It seems kind of funny this year that I will not be cooking a Thanksgiving Feast for a bazillion other people to eat. For the past 7 years I worked as a private Chef for an American family here in the UK, and as you can imagine, Thanksgiving Dinner was one of the highlights of the year!
I spent days and days every year just getting ready for it . . . there would be the turkey to order from the butcher's and sometimes two . . . the purchasing of all the vegetables and fixings . . . the baking of pies and cakes.
It was a very festive time and quite exciting . . . even if it was a lot of work. It was quite satisfying to see the dinner guests enjoying the fruits of my labours . . . the many hours on my feet executing and delivering the perfect bountiful feast . . .
But this year . . . there is none of that. I get to relax . . . put my feet up . . . watch some telly . . . and think about the many things that I am thankful for . . . like a loving husband and a cute lil pup . . .
Family and friends . . . the blessing of living in a country where I am free and safe to live and worship as I wish to do so . . . and for tasty foods like pumpkin pie. When I was a kid I hated pumpkin pie . . . or at least I thought I did . . .
But then again . . . I never had this one. I think I would have loved it had I done . . .
This is fabulously delicious . . . all autumnal and gently flavoured with spices and sweet maple . . .
in a crisp buttery crust and topped with maple sweetened whipped cream . . .
Now this . . . this is a pie to be thankful for!
*Maple Pumpkin Pie*
Makes one 9 inch pie
A delicious pumpkin pie with true Maple Flavour. I like to garnish with some pastry leaves that I cut out with cookie cutters and shape over little balls of foil to look like they are falling. You can use purchases shortcrust pastry if you wish, but the crust for this is quite simple and easy to make.
5 1/2 ounces of plain flour (about 1 1/4 cups)
5 TBS cold vegetable shortening (such as Trex, or Crisco) cut into small bits
2 ounces cold unsalted butter, cut into bits (1/4 cup)
4 to 5 TBS ice water
For the filling:
1 tin (15 ounces) plain pumpkin puree
(or make your own)
3 1/2 ounces granulated sugar (1/2 cup)
2 ounces soft light brown sugar (1/4 cup, packed)
1 tsp ground cinnamon
1 tsp ground ginger
1/4 tsp ground cloves
1/2 tsp fine seasalt
10 fluid ounces single cream (1 1/4 cups half and half)
2 fluid ounces maple syrup (1/4 cup)
2 large free range eggs, beaten
1/4 tsp Maple Extract (if you can't get this use Vanilla)

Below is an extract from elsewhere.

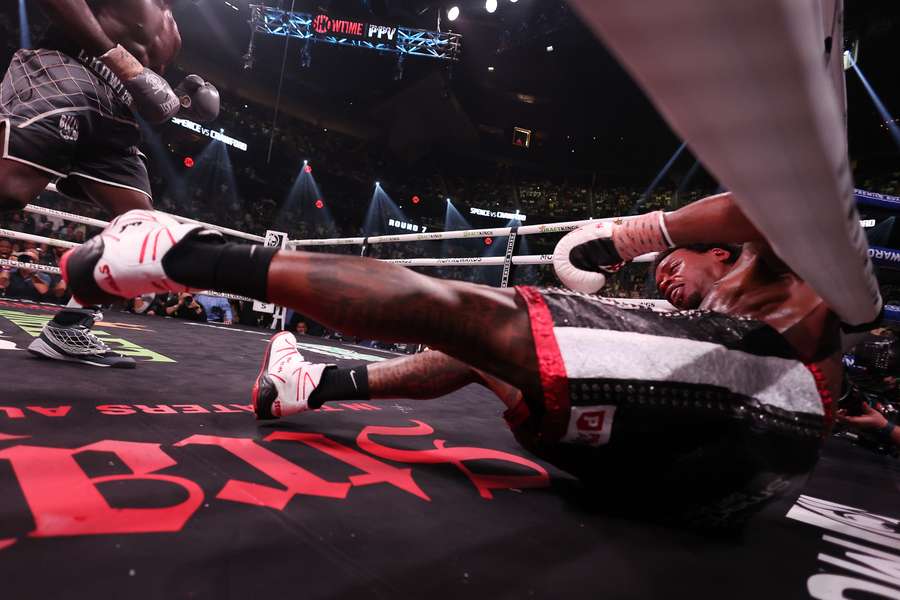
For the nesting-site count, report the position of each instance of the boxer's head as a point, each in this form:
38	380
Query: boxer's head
686	274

250ml double cream (1 cup)
2 fluid ounces maple syrup (1/4 cup)
First make the pastry. Whisk the flour and salt together in a bowl. Drop in the cold shortening and butter. Rub in with your fingertips until the mixture is crumbly, leaving some pieces of fat pea sized. Chill for half an hour. Drizzle the cold water over the mixture, 1 TBS at a time, mixing in until the flour is moistened and the pastry clears the side of the bowl. Shape into a disk, wrap in clingfilm and chill for an hour.

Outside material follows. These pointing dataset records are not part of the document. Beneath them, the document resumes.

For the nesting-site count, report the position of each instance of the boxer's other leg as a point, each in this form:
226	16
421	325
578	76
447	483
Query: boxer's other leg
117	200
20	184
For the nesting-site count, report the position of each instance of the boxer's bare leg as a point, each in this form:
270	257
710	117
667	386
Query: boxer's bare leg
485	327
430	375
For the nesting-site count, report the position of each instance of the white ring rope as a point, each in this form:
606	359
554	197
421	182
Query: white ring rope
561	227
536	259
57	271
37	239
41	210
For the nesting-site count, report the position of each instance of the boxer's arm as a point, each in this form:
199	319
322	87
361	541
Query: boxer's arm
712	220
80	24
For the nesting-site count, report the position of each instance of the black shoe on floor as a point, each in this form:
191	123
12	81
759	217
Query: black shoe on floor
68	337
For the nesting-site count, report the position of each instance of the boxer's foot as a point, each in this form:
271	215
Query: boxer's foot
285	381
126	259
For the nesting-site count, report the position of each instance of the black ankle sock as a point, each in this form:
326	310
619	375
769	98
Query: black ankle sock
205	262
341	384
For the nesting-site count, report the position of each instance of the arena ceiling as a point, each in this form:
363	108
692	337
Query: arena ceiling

At the end of the hour, remove from the fridge and allow to soften at room temperature for about 15 minutes. Roll out on a floured board to a circle large enough to line a 9 inch deep pie dish, with some overhang for trimming. Transfer to the pie dish and ease it in. Trim off the edge and flute. Chill while you make the filling. (save scraps to make leaves if desired.)

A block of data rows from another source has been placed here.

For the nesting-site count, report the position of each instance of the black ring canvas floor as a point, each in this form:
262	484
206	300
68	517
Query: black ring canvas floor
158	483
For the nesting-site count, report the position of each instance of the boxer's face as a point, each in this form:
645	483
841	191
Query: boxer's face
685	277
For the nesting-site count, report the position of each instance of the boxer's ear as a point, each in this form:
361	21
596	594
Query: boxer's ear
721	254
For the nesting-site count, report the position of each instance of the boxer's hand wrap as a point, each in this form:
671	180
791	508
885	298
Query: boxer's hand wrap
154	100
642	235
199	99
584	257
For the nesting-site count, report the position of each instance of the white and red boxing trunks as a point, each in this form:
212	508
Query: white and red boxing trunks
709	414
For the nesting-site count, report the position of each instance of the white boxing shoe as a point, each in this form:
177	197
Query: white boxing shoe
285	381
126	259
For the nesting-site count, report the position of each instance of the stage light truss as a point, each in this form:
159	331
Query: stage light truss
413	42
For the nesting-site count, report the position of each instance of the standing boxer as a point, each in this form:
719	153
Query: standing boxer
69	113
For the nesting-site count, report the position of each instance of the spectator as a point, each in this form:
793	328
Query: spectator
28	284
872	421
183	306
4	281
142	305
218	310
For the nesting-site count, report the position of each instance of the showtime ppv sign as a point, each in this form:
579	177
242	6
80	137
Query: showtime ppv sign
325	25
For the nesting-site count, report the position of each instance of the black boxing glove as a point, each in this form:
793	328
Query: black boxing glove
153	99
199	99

Whisk the pumpkin puree, white and brown sugars, cinnamon, ginger, cloves and salt together in a saucepan. Heat over medium heat, cookiing and stirring, until the pumpkin mixture is thick and hot. Remove from the hob and whisk in the cream and the maple syrup. Whisk in the eggs until blended and then add the flavouring.
Preheat oven to 190*C/375*F gas mark 5.
Put the prepared pie shell on a baking tray. Pour in the filling. Bake in the lower third of the oven until the fillingis puffed and a metal knife inserted near the centre comes out clean. Remove from the oven to a wire rack to cool for at least one hour.
TO make the pastry leaves (if using) roll out the pastry and cut into leaves, using a knife to make the lines in the leaves. Use small wads of foil to drap the leaves over to simulate falling leaves. Bake for 15 minutes in the upper third of the oven. Let cool.
To make the Maple cream, whip the double cream until it forms soft folds. Continue to whip a bit longer, drizzling in the maple syrup until the cream is softly to moderately whipped.
Garnish the top of the cooled pie with the pastry leaves and serve, cut into wedges, along with the Maple cream to dollop on top. Best eaten on the day. Store any leftovers in the refrigerator.